Dennoch will ich Sie abschließend einmal darauf hinweisen, was uns in der Zwischenzeit gelungen ist. Mit der Förderung der Passivhausbauweise im Gebäudebestand und in Neubaugebieten, mit der Förderung der energetischen Modernisierung von kommunalen Liegenschaften und Gebäuden, die der sozialen Infrastruktur dienen, z. B. beim Bund-Länder-Investitionspakt, oder der Förderung von Querschnittstechnologien zur effizienten Stromanwendung in der Industrie, ein besonderes hessisches Projekt, HIER genannt, haben wir erhebliche Erfolge erzielen können. Wir wollen dies fortsetzen. Aber auch hier braucht man eine Akzeptanz und ein Bewusstsein.

Deshalb schlage ich Ihnen vor: Wenn es uns gelingt, unter dem Slogan „Hessen schaltet um“ bei den Bürgerinnen und Bürgern eine große Mitmachaktion für die Energieeinsparung auszulösen, dann werden wir unsere ehrgeizigen Ziele besser erreichen als durch noch so viele bürokratische Vorschriften und viele, viele Beratungen. Was wir brauchen, um Ziele zu erreichen, ist die Zustimmung der Bürger.

(Beifall bei der CDU, der FDP und dem BÜNDNIS 90/DIE GRÜNEN)

In diesem Zusammenhang sehe ich es mit Zuversicht, dass die Bundesregierung jetzt die Absicht hat, z. B. über das KfW-Kreditprogramm die Mittel für verbesserte Gebäudesanierung drastisch zu erhöhen.

(Zuruf des Abg. Thorsten Schäfer-Gümbel (SPD))

Das werden wir am Freitag beim Gipfel der Bundeskanzlerin mit den Ministerpräsidenten miteinander zu besprechen haben.

Herr Schäfer-Gümbel, ich möchte Sie nur an eines erinnern: Ganz zu Beginn meiner Ausführungen habe ich gesagt, es geht heute nicht um Rechthaben oder Rechtbehalten, sondern um die Frage,

(Zuruf der Abg. Petra Fuhrmann (SPD))

wie wir einen Weg gemeinsam gehen können, von dem die Menschen erwarten, dass Politik ihn geht, anstatt sich wechselweise die Vergangenheit vorzuhalten.

(Beifall bei der CDU und der FDP – Zuruf der Abg. Petra Fuhrmann (SPD) – Vizepräsident Lothar Quanz übernimmt den Vorsitz.)

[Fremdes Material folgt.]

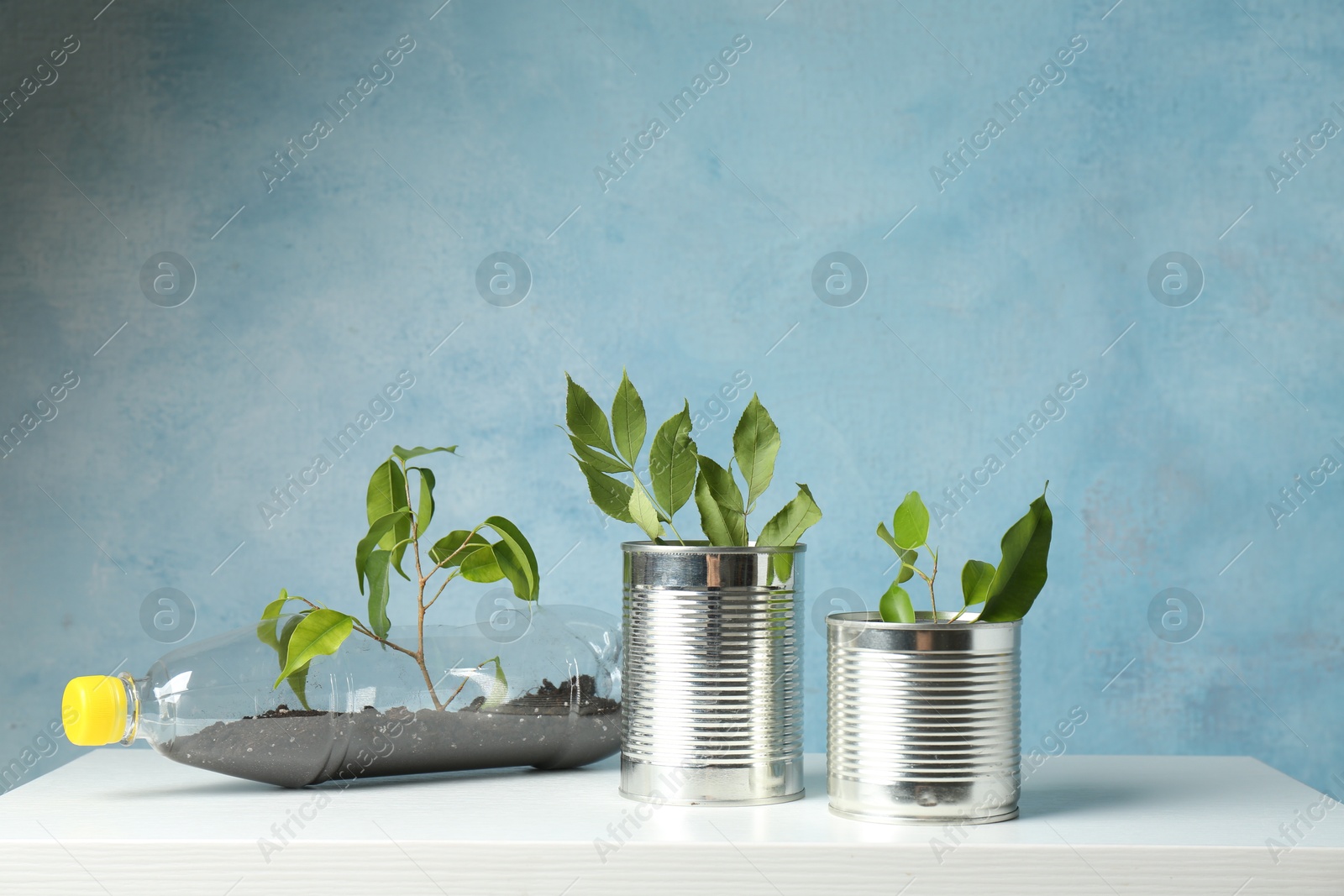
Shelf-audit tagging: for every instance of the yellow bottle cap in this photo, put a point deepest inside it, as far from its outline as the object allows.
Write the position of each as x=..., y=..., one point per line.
x=94, y=711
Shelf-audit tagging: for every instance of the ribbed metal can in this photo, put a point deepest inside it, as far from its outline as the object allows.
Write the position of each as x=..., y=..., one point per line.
x=925, y=719
x=711, y=674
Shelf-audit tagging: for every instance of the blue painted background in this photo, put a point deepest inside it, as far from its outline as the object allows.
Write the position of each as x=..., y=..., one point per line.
x=1023, y=269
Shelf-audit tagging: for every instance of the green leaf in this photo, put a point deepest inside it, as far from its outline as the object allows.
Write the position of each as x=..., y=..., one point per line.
x=911, y=523
x=425, y=510
x=722, y=485
x=886, y=537
x=381, y=527
x=449, y=544
x=672, y=463
x=297, y=680
x=596, y=458
x=788, y=526
x=266, y=625
x=1021, y=571
x=793, y=519
x=976, y=578
x=407, y=454
x=499, y=688
x=895, y=605
x=517, y=559
x=320, y=633
x=628, y=421
x=611, y=496
x=387, y=495
x=481, y=566
x=756, y=443
x=376, y=570
x=273, y=609
x=585, y=418
x=386, y=492
x=645, y=515
x=716, y=517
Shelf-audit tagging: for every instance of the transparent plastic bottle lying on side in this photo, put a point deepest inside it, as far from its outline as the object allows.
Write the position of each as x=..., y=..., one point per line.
x=549, y=699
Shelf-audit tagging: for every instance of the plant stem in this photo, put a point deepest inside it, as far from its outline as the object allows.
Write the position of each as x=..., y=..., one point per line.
x=640, y=484
x=420, y=593
x=464, y=684
x=932, y=600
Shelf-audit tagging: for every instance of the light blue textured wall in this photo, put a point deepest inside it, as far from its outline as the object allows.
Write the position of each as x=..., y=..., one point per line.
x=996, y=286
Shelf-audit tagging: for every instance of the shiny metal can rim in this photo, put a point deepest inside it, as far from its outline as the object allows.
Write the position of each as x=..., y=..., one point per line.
x=924, y=622
x=701, y=546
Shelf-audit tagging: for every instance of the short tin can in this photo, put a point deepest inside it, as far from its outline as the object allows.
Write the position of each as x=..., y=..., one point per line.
x=925, y=719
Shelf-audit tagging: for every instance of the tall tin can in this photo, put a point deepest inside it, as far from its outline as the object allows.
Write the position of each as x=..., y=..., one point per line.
x=925, y=719
x=711, y=674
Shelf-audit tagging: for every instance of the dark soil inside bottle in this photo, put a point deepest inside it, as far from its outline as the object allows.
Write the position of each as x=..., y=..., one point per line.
x=551, y=727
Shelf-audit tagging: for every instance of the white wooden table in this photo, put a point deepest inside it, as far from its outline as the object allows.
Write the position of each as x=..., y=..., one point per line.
x=128, y=821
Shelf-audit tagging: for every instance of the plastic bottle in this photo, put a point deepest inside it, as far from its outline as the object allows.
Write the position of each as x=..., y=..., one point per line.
x=543, y=694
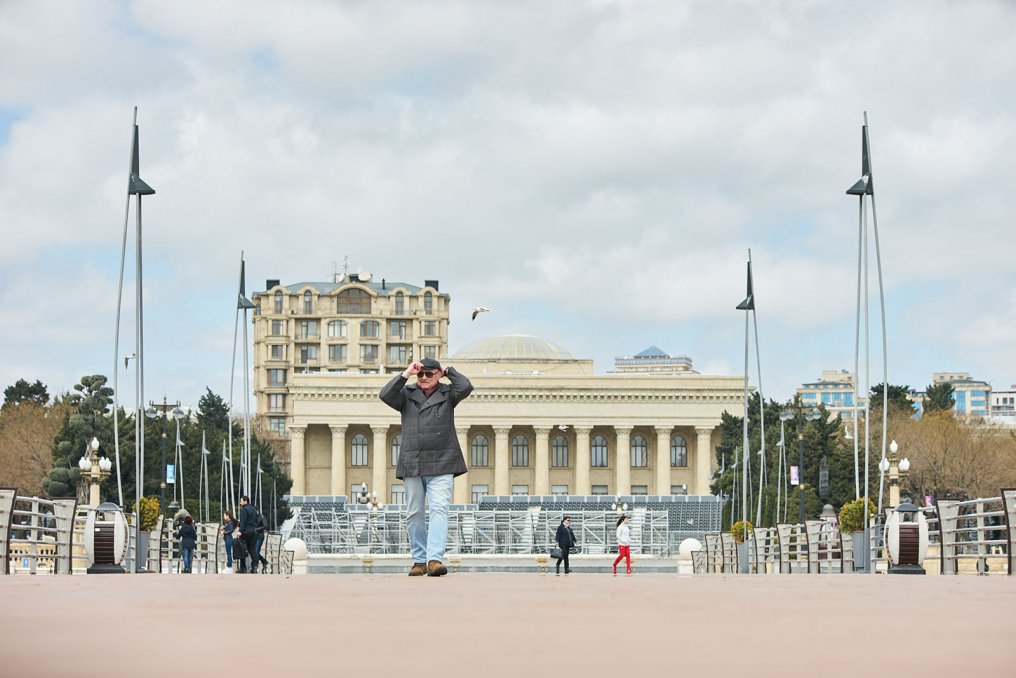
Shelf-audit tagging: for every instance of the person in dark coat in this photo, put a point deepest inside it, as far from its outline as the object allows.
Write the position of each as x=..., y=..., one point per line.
x=229, y=526
x=248, y=533
x=187, y=535
x=566, y=542
x=262, y=533
x=430, y=456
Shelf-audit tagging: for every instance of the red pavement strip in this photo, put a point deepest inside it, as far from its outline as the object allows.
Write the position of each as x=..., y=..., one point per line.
x=506, y=624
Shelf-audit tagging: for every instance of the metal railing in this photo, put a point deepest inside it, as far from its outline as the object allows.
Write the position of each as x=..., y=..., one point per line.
x=973, y=536
x=336, y=529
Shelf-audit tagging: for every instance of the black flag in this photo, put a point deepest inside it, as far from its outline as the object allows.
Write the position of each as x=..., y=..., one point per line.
x=242, y=301
x=135, y=186
x=866, y=185
x=749, y=303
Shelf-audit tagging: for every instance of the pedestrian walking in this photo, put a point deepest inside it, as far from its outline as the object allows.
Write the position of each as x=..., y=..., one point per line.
x=248, y=533
x=565, y=538
x=187, y=535
x=624, y=545
x=227, y=529
x=430, y=456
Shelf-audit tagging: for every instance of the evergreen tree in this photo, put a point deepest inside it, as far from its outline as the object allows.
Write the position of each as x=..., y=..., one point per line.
x=938, y=397
x=822, y=440
x=85, y=419
x=21, y=391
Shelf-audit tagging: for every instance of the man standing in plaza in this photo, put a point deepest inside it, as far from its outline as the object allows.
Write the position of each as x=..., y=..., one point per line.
x=430, y=455
x=248, y=532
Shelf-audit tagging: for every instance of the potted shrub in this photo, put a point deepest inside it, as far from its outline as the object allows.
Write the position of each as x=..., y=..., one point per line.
x=148, y=509
x=851, y=519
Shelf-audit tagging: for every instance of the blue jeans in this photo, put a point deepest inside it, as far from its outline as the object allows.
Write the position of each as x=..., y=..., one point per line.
x=428, y=542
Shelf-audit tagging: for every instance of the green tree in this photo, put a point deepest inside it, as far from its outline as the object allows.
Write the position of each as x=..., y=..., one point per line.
x=938, y=397
x=21, y=391
x=212, y=412
x=822, y=440
x=83, y=420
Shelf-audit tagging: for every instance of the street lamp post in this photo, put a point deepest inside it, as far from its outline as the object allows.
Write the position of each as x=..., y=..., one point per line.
x=154, y=410
x=94, y=469
x=812, y=416
x=897, y=469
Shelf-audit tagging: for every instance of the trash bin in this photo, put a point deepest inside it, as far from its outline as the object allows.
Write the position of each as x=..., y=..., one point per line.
x=106, y=539
x=906, y=540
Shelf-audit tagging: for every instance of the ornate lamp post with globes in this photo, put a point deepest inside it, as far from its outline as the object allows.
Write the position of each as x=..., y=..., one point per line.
x=94, y=470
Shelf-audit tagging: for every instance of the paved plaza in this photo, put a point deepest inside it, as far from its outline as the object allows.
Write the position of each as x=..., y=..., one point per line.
x=506, y=624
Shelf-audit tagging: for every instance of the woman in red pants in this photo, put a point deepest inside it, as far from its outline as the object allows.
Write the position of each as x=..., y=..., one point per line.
x=624, y=545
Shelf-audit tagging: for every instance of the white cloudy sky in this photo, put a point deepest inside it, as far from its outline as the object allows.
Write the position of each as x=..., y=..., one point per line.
x=594, y=171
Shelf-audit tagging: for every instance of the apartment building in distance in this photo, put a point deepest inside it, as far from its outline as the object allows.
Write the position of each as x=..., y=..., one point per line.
x=834, y=389
x=971, y=397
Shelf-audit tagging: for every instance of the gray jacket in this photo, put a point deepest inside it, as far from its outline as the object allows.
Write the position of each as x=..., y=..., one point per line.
x=430, y=446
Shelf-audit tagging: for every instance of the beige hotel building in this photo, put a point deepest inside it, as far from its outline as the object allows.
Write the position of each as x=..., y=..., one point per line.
x=538, y=421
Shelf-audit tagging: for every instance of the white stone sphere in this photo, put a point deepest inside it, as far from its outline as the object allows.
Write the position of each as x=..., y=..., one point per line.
x=688, y=546
x=298, y=547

Meine Damen und Herren, nach den Ereignissen in Japan steht die deutsche und auch die hessische Politik vor besonderen Herausforderungen. Wie immer wir sie lösen – wir werden Entscheidungen zu treffen haben, die für sehr viele Jahre Bedeutung haben. Ich will niemandem zu nahe treten, aber die wenigsten werden dem Hessischen Landtag noch angehören, wenn die Entscheidungen, die wir jetzt treffen oder unterlassen, Auswirkungen für unser Land haben werden. Es handelt sich um eine Weichenstellung, die weit über diese Legislaturperiode hinausgeht.

Deshalb habe ich zu diesem Energiegipfel eingeladen. Denn ich glaube, es muss möglich sein, dass wir Grundentscheidungen nicht immer wieder von Wahl zu Wahl neu zur Diskussion stellen.

(Beifall bei der CDU und der FDP)

Der Hessische Energiegipfel ist eine große Chance. Wir können zeigen, dass wir unserer Verantwortung gerecht werden. Wir können zeigen, dass wir in Hessen gemeinsam die Weichen zu einer Energiepolitik mit Augenmaß für eine gute Zukunft unseres Landes stellen. Wir können zeigen, dass der so häufig zu hörende Vorwurf, die Politik rede nur, handele aber nicht, zumindest in Hessen widerlegt werden kann.

Nutzen wir die Chance. Wir haben viel Arbeit vor uns. – Herzlichen Dank.

(Anhaltender lebhafter Beifall bei der CDU und der FDP)

Vielen Dank, Herr Ministerpräsident Bouffier.

Ich eröffne die Aussprache zur Regierungserklärung und erteile zunächst dem Vorsitzenden der SPD-Fraktion, Herrn Schäfer-Gümbel, das Wort.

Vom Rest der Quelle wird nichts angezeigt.